An artist's impression of star formation in the early universe, a few hundred million years after the Big Bang.

An artist's impression of star formation in the early universe, a few hundred million years after the Big Bang. (Image credit: NASA)

The universe could soon grind to a halt after nearly 13 billion years of expansion, according to new research.

Three scientists attempt to model the nature of dark energy, a mysterious force that seems to be causing the universe to expand ever faster. Dark energy is not a constant force of nature, but an entity called quintessence, which can decay over time.

Even though the expansion of the universe has been going on for billions of years, the force of dark energy may be waning. The model suggests that within the next 65 million years, the universe could stop expanding, and within 100 million years, it could end with the death of the universe.

The study co-author, Paul Steinhardt, Director of the Princeton Center for Theoretical Science, said it could all happen quickly.

65 million years ago, the asteroid that killed the dinosaurs hit the Earth.

The theory is not controversial or implausible, according to a professor at the University of British Columbia who was not involved in the study. The model hinges on past observations of expansion alone, and the present nature of dark energy is a mystery, so predictions in this paper are currently impossible to test. They can only be theories for now.

Energy of the void

The expansion of the universe is speeding up and the space between the galaxies is getting bigger. Scientists named the mysterious source of this acceleration dark energy, an invisible entity that seems to work contrary to gravity, and pushes the universe's most massive objects farther apart rather than drawing them together.

Dark energy makes up 70% of the total mass-energy of the universe. Albert Einstein introduced a theory that says dark energy is a constant in space-time. If that is the case, then the universe should continue expanding because dark energy can never change.

A competing theory suggests that dark energy does not need to be constant in order to fit with observations of the past. Dark energy may be a field that changes over time. The idea was introduced in a 1998 paper by three scientists.

quintessence can be either repulsive or attractive depending on the ratio of its potential energy at a given time. Over the last 14 billion years, quintessence was repulsive, but it contributed to the expansion of the universe.

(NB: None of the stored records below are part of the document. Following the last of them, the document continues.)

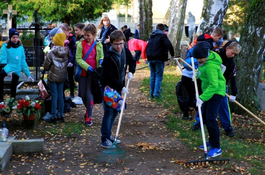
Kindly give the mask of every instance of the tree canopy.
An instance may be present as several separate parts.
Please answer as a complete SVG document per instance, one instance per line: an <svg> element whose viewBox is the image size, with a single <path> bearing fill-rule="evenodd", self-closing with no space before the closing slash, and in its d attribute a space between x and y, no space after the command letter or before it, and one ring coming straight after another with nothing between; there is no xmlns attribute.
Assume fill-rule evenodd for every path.
<svg viewBox="0 0 265 175"><path fill-rule="evenodd" d="M2 9L7 3L13 5L18 16L29 16L32 19L35 10L45 21L62 21L73 25L77 22L95 20L105 11L112 8L111 0L10 0L0 2ZM3 14L0 11L0 15Z"/></svg>

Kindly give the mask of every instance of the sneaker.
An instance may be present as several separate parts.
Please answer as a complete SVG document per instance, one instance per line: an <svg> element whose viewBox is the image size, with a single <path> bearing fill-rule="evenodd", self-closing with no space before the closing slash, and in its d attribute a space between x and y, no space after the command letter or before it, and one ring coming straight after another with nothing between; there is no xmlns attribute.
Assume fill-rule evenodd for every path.
<svg viewBox="0 0 265 175"><path fill-rule="evenodd" d="M206 147L207 147L207 149L211 147L210 142L206 142ZM203 145L200 145L199 148L200 148L201 150L204 150Z"/></svg>
<svg viewBox="0 0 265 175"><path fill-rule="evenodd" d="M85 124L86 125L88 125L88 126L92 126L93 125L93 120L92 120L92 118L86 118L86 120L85 120Z"/></svg>
<svg viewBox="0 0 265 175"><path fill-rule="evenodd" d="M102 148L109 148L111 145L112 145L112 142L108 139L101 143Z"/></svg>
<svg viewBox="0 0 265 175"><path fill-rule="evenodd" d="M191 129L193 131L196 131L196 130L199 130L200 128L201 128L200 123L197 123L197 124L194 124Z"/></svg>
<svg viewBox="0 0 265 175"><path fill-rule="evenodd" d="M64 123L64 117L58 117L57 121Z"/></svg>
<svg viewBox="0 0 265 175"><path fill-rule="evenodd" d="M189 120L189 121L191 121L191 120L192 120L192 117L190 117L190 116L184 116L184 115L183 115L183 116L181 117L181 119L182 119L182 120Z"/></svg>
<svg viewBox="0 0 265 175"><path fill-rule="evenodd" d="M164 97L162 95L154 95L154 98L156 98L156 99L163 99Z"/></svg>
<svg viewBox="0 0 265 175"><path fill-rule="evenodd" d="M115 138L113 138L112 136L110 136L109 140L113 143ZM117 139L116 143L121 143L121 140Z"/></svg>
<svg viewBox="0 0 265 175"><path fill-rule="evenodd" d="M70 95L70 98L71 98L71 99L74 99L74 98L75 98L75 96L72 94L72 95Z"/></svg>
<svg viewBox="0 0 265 175"><path fill-rule="evenodd" d="M227 135L228 137L234 137L234 129L232 127L229 127L225 130L225 135Z"/></svg>
<svg viewBox="0 0 265 175"><path fill-rule="evenodd" d="M209 157L217 157L222 154L221 148L211 148L210 151L208 152Z"/></svg>

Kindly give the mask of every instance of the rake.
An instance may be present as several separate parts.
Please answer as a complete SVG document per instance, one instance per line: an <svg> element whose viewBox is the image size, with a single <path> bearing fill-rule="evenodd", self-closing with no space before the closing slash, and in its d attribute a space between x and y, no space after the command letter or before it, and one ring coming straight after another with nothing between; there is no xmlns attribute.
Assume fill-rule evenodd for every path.
<svg viewBox="0 0 265 175"><path fill-rule="evenodd" d="M128 89L129 87L130 80L127 80L126 88ZM121 106L121 112L119 116L119 121L118 121L118 126L117 126L117 131L115 135L115 139L113 144L107 148L101 155L95 160L96 164L99 165L124 165L131 163L130 157L125 153L124 150L122 150L118 145L117 145L117 140L118 140L118 135L120 131L120 126L121 126L121 120L122 120L122 115L125 107L125 100L127 97L127 93L124 94L123 98L123 103Z"/></svg>
<svg viewBox="0 0 265 175"><path fill-rule="evenodd" d="M178 63L178 59L175 59L175 60ZM193 57L191 57L191 63L192 63L192 67L187 62L185 62L185 64L187 64L189 67L191 67L191 69L193 71L193 80L194 80L194 86L195 86L195 92L196 92L196 99L198 99L199 98L199 92L198 92L198 85L197 85L197 81L196 81L196 74L195 74L195 66L194 66ZM178 63L178 65L179 65L179 63ZM204 132L204 127L203 127L202 112L201 112L201 104L198 104L198 112L199 112L199 117L200 117L200 121L201 121L200 125L201 125L202 141L203 141L204 158L199 158L199 159L193 160L193 161L186 161L185 165L186 166L193 166L193 165L205 166L205 165L208 165L210 163L217 164L217 165L228 164L230 162L230 159L218 159L218 158L208 157L205 132Z"/></svg>

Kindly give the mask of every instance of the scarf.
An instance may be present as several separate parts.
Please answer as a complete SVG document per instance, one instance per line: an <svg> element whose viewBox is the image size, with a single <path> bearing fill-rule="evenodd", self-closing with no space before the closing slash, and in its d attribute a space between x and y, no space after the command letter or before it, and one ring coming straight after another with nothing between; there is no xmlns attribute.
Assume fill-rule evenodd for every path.
<svg viewBox="0 0 265 175"><path fill-rule="evenodd" d="M102 34L101 42L104 43L104 44L106 44L106 35L107 35L107 32L108 32L109 28L106 27L106 26L103 26L103 27L101 28L101 30L103 30L103 29L105 29L105 30L104 30L104 32L103 32L103 34Z"/></svg>
<svg viewBox="0 0 265 175"><path fill-rule="evenodd" d="M119 75L121 75L119 80L121 83L123 83L125 79L125 68L126 68L125 48L122 49L121 54L117 50L115 50L112 46L110 46L109 50L112 52L112 57L115 60L118 60Z"/></svg>
<svg viewBox="0 0 265 175"><path fill-rule="evenodd" d="M13 48L18 48L21 45L21 43L18 41L16 44L10 41L10 46Z"/></svg>

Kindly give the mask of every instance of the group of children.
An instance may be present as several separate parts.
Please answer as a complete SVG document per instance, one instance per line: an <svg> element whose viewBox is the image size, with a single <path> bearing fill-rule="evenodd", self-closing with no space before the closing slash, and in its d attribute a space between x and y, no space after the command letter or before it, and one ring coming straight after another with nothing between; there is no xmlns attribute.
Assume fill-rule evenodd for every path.
<svg viewBox="0 0 265 175"><path fill-rule="evenodd" d="M234 56L239 54L241 46L238 41L228 41L223 47L216 48L214 42L218 42L223 37L222 29L215 28L211 35L202 34L197 37L197 43L189 48L187 52L186 62L191 65L191 57L194 57L195 68L197 71L197 81L199 84L199 98L195 98L195 89L193 84L193 71L184 64L184 70L181 81L189 93L189 99L183 110L182 119L191 120L191 107L194 107L196 101L197 106L202 106L202 118L209 133L209 142L207 147L210 147L208 152L209 157L216 157L222 154L220 146L220 133L217 122L221 121L222 127L227 136L234 136L234 128L232 127L231 113L226 97L227 84L230 80L232 94L229 96L229 101L234 102L237 94L236 87L236 67ZM200 104L200 105L199 105ZM196 122L192 129L200 128L199 114L196 114ZM203 149L203 145L200 146Z"/></svg>

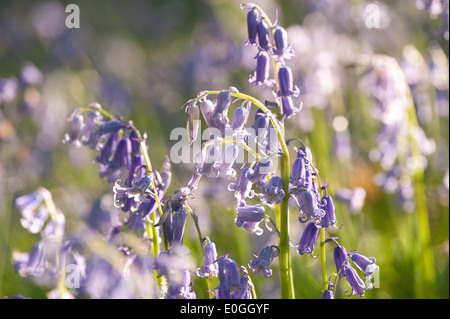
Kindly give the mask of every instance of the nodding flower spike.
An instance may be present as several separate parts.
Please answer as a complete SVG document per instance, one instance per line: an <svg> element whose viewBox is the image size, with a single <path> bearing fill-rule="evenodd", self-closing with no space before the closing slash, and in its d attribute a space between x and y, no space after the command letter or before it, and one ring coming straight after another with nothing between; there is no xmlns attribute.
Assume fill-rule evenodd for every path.
<svg viewBox="0 0 450 319"><path fill-rule="evenodd" d="M300 255L307 254L311 255L311 257L316 258L312 255L314 251L314 244L317 241L317 237L319 236L319 230L320 228L316 226L315 223L310 222L308 225L306 225L305 229L303 230L302 237L300 238L300 241L298 243L297 252Z"/></svg>
<svg viewBox="0 0 450 319"><path fill-rule="evenodd" d="M262 235L263 230L258 226L264 219L264 207L261 205L245 205L240 203L236 209L235 224L243 227L251 234Z"/></svg>
<svg viewBox="0 0 450 319"><path fill-rule="evenodd" d="M256 40L256 27L258 25L259 13L258 10L253 7L247 13L247 31L248 31L248 40L245 43L257 45L258 42Z"/></svg>
<svg viewBox="0 0 450 319"><path fill-rule="evenodd" d="M271 277L272 270L269 269L269 266L277 255L278 250L274 246L264 247L257 259L250 261L248 267L253 269L255 275L262 274L264 277Z"/></svg>
<svg viewBox="0 0 450 319"><path fill-rule="evenodd" d="M273 81L269 81L269 54L266 51L259 51L256 58L256 71L253 75L249 75L248 82L256 85L271 85Z"/></svg>
<svg viewBox="0 0 450 319"><path fill-rule="evenodd" d="M297 97L300 90L293 84L292 71L288 66L281 66L278 70L279 97L294 96Z"/></svg>
<svg viewBox="0 0 450 319"><path fill-rule="evenodd" d="M112 155L114 154L114 150L117 148L119 140L119 133L113 132L109 134L105 144L100 150L98 156L95 158L95 161L100 164L108 164Z"/></svg>
<svg viewBox="0 0 450 319"><path fill-rule="evenodd" d="M270 29L264 18L261 18L256 26L256 33L258 34L259 47L262 50L270 50Z"/></svg>

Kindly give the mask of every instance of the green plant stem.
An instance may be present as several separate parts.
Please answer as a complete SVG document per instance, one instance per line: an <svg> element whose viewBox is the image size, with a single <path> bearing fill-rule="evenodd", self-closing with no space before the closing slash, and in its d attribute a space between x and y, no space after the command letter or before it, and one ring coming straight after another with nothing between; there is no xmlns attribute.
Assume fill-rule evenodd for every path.
<svg viewBox="0 0 450 319"><path fill-rule="evenodd" d="M320 229L319 234L320 239L320 266L322 269L322 285L323 290L328 289L328 280L327 280L327 263L325 257L325 228Z"/></svg>

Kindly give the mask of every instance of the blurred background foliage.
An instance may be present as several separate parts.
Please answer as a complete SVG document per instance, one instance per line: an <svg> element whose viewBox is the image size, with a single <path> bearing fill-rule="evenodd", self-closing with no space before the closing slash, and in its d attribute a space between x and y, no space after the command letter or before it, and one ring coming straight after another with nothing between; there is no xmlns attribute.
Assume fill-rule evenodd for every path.
<svg viewBox="0 0 450 319"><path fill-rule="evenodd" d="M80 8L79 29L64 25L65 7L72 2ZM288 65L301 89L303 110L287 121L286 135L302 138L311 148L332 196L342 189L362 189L361 209L357 202L336 201L338 223L344 227L333 235L342 237L348 250L376 257L379 288L365 298L449 297L448 7L447 13L440 12L436 4L426 6L431 2L441 3L257 1L272 20L278 12L278 23L287 29L296 53ZM380 28L365 25L365 9L373 3L381 9ZM98 164L92 163L94 153L61 142L70 113L99 102L132 120L147 133L153 165L160 167L176 143L170 132L186 125L181 106L199 91L235 86L261 101L271 98L269 89L248 83L256 51L244 46L246 32L246 12L239 9L239 1L0 2L1 296L45 298L49 290L14 272L12 252L29 251L36 241L20 225L15 198L39 186L49 189L66 216L66 233L77 229L99 200L117 213L112 185L98 177ZM416 197L405 204L407 196L386 191L386 180L376 183L385 172L371 153L377 148L380 121L373 115L376 107L366 77L372 70L358 64L373 55L392 57L401 66L426 136L419 143L431 143L424 154L421 196L431 254L418 255L414 244L421 227L415 222ZM186 184L192 170L191 164L172 165L169 193ZM234 226L228 183L202 180L192 207L218 254L231 251L238 265L246 266L276 239L268 231L256 237ZM294 208L291 212L296 244L304 225L297 222ZM191 220L185 244L200 266ZM329 275L335 271L331 246ZM430 256L435 271L431 283L418 267ZM320 298L319 261L299 256L294 248L292 260L296 297ZM259 297L279 297L277 263L272 268L272 278L252 276ZM346 285L339 284L337 297L343 297ZM193 289L197 297L207 298L204 280L195 279Z"/></svg>

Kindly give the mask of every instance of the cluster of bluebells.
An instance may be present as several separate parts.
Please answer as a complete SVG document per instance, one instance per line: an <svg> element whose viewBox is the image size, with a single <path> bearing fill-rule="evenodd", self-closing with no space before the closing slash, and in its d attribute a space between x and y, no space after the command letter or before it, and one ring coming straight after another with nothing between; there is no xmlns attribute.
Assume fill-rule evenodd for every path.
<svg viewBox="0 0 450 319"><path fill-rule="evenodd" d="M249 76L249 82L271 87L277 100L276 104L281 105L282 114L289 118L300 111L301 104L298 107L294 105L293 98L298 97L300 90L293 84L292 71L285 63L295 56L287 32L279 25L273 26L253 3L246 3L241 7L248 10L246 44L258 48L255 56L256 70ZM277 79L269 79L271 59L276 61Z"/></svg>
<svg viewBox="0 0 450 319"><path fill-rule="evenodd" d="M361 279L355 268L350 265L349 260L364 273L364 280ZM379 270L379 267L375 264L376 260L374 257L366 257L356 251L347 252L344 246L338 244L334 248L333 262L336 267L337 278L345 278L351 288L349 294L347 294L348 290L345 291L348 297L353 295L362 297L364 296L364 291L372 289L371 277ZM323 299L334 299L334 292L325 291Z"/></svg>
<svg viewBox="0 0 450 319"><path fill-rule="evenodd" d="M140 136L132 123L105 119L98 103L88 108L91 110L86 119L82 109L71 114L71 129L63 142L77 147L85 145L98 152L94 162L99 164L99 176L115 183L114 205L129 212L128 227L142 230L144 220L157 209L156 198L161 201L170 185L170 161L164 161L161 171L149 171L141 149L145 137Z"/></svg>
<svg viewBox="0 0 450 319"><path fill-rule="evenodd" d="M244 98L236 88L200 92L196 99L188 101L186 113L190 142L198 138L201 117L211 135L196 156L191 179L187 185L174 191L172 196L166 194L171 183L170 160L166 158L160 171L154 170L148 158L145 135L142 136L133 123L114 118L97 103L75 110L69 118L71 128L63 142L76 147L84 145L98 152L94 162L99 164L99 176L114 183L114 206L125 213L123 224L126 227L143 231L142 241L149 245L147 247L152 252L150 256L142 255L123 243L119 234L125 227L120 221L110 225L109 232L103 238L107 245L96 242L96 236L89 233L78 235L76 239L63 240L63 226L57 226L58 222L64 221L58 216L63 215L48 200L46 192L33 193L17 200L23 216L22 225L32 233L40 232L43 238L47 238L48 234L56 234L61 246L59 251L79 256L75 254L75 248L81 249L80 246L85 245L94 250L94 254L87 260L81 256L74 261L81 270L81 293L93 298L196 298L196 293L192 290L193 267L189 249L184 245L184 235L187 217L192 215L201 237L197 216L187 200L198 188L202 177L216 179L225 176L233 180L229 183L228 190L234 193L236 199L235 225L257 236L263 234L260 223L264 220L272 221L266 214L266 208L274 208L274 205L287 202L292 197L299 208L299 221L307 223L296 246L300 255L313 256L321 229L338 228L333 200L327 194L328 185L320 185L312 153L303 142L302 147L294 148L296 159L288 176L289 180L277 175L275 159L282 155L277 130L285 118L294 115L301 108L294 107L293 98L299 95L299 89L294 86L292 72L285 64L285 60L294 57L294 52L288 43L286 31L280 26L273 26L259 7L247 3L242 8L248 10L247 43L258 47L256 72L249 80L256 85L269 85L276 102L266 101L265 108L260 106L249 126L247 124L252 101ZM270 59L274 63L277 77L272 80L269 80ZM214 95L216 98L211 99L210 96ZM233 97L236 98L234 101ZM244 102L236 107L230 121L229 108L241 98ZM267 106L277 106L275 113L278 115L267 109ZM87 113L86 117L84 113ZM286 143L290 145L288 141ZM256 154L254 160L243 160L244 150L247 153L253 151ZM237 163L243 164L239 175L234 169ZM42 230L49 216L50 221ZM276 226L273 221L272 223ZM155 228L156 234L153 232ZM267 229L272 230L268 226ZM279 235L279 231L277 234ZM157 255L160 237L164 239L165 251ZM91 238L96 245L90 242ZM200 238L200 242L204 258L196 275L208 280L218 277L218 286L214 288L214 292L210 291L214 298L252 298L254 287L247 268L239 267L230 258L230 253L218 257L216 245L208 237ZM113 250L103 252L103 255L95 253L98 253L95 249L107 250L111 246ZM112 261L113 257L109 260L106 256L108 253L118 260ZM265 246L255 259L248 262L248 268L254 275L271 277L270 265L279 254L280 248L276 245ZM336 265L340 263L338 276L347 279L352 288L350 295L362 296L361 289L369 288L361 284L361 279L347 260L352 259L367 276L377 270L375 260L354 252L345 252L344 257L341 255L335 256ZM21 275L40 277L48 264L46 260L44 245L40 242L30 254L17 255L15 267ZM157 278L154 278L155 271ZM56 270L58 274L61 272L61 269ZM53 292L55 297L58 293L59 297L63 297L61 294L64 291L60 289ZM328 293L330 296L333 294Z"/></svg>

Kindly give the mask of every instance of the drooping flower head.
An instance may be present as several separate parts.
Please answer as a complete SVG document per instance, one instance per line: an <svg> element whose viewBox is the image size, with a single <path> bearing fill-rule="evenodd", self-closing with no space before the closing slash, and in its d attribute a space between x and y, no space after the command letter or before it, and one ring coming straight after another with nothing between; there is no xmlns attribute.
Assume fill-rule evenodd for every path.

Steinhardt said that the question they were asking was, "Do this acceleration have to last forever?"

The death of dark energy

Steinhardt and his colleauges predicted the properties of quintessence over the next several billion years. The team created a physical model of quintessence to fit with the observations of the universe's expansion. The team extended their predictions into the future once their model could reproduce the universe's expansion history.

Dark energy in their model can decay with time. If it does that in a certain way, then the anti-gravity property of dark energy goes away and it transitions back into something more normal.

The team believes that the force of dark energy could be in the midst of a rapid decline.

The expansion of the universe is slowing down. Within as few as 100 million years from now, dark energy could become attractive and cause the universe to contract. After 14 billion years of growth, space could start to shrink.

Steinhardt said that this kind of contraction is called slow contraction.

Steinhardt said that the contraction of the universe would be so slow that any hypothetical humans still alive on Earth wouldn't even notice a change. It would take a few billion years of slow contraction for the universe to reach half its current size.

The end of the universe?

Steinhardt said one of two things could happen from there. Either the universe contracts until it collapses in on itself in a big crunch, or it contracts just enough to return to a state similar to its original conditions.

Steinhardt and another colleague describe in a paper in the journal Physics Letters B a second scenario in which the universe follows a pattern of expansion and contraction, with collapses and remakes. Steinhardt said that our current universe may not be the first or only universe, but the latest in an infinite series of universes that have expanded and contracted before ours. The nature of dark energy is what determines it all.

How plausible is this? The new paper's interpretation of quintessence is a perfectly reasonable supposition for what the dark energy is. We would have no way of knowing until after the contraction phase began.

I think it's just a question of how compelling the theory is and how testable it is.

Steinhardt admitted that there is no good way to test whether quintessence is real or whether the expansion of the universe has started to slow. The authors did a good job fitting the theory with past observations in their new paper. Time will tell if a future of endless growth or rapid decay awaits our universe.